#NASA, #SpaceX Launch Historic #Mission to International Space Station

Issued by S&T



One of the most anticipated missions in human spaceflight occurred today, when a SpaceX Falcon 9 rocket roared to life at the Kennedy Space Center’s launch complex 39A with the new Crew Dragon capsule on its second demonstration mission — and its first flight carrying crew. Liftoff occurred on Saturday, May 30th at 3:22 p.m. EDT/19:22 UT. This marks the first launch from American soil since the retirement of NASA's space shuttle program in 2011.
"I've heard that rumble before, but it's a whole different feeling when you've got your own team on that rocket," says NASA administrator Jim Bridenstine. "They are our team.
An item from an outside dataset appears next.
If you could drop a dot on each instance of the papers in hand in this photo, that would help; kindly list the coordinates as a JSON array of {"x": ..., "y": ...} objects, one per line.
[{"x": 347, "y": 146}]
They are America's team."
The crew consists of NASA astronauts Robert Behnken and Douglas Hurley, both space shuttle veterans. Their mission parameters were nominal from liftoff to low-Earth orbit. The Falcon 9 first stage booster also landed successfully on the Of Course I Still Love You platform in the Atlantic, just over nine minutes after liftoff.
Demo 2 is meant to put the new Dragon spacecraft through its paces before the launch of the first operational/contracted mission, USCV-1 (U.S. Crew Vehicle-1) slated for August 30, 2020. That mission will carry four crew members and overlaps with the slated return of Crew Dragon Demo 2 in September. Though the Crew Dragon capsule has a seating capacity of seven, NASA only intends to seat four astronauts on later scheduled missions to the International Space Station (ISS).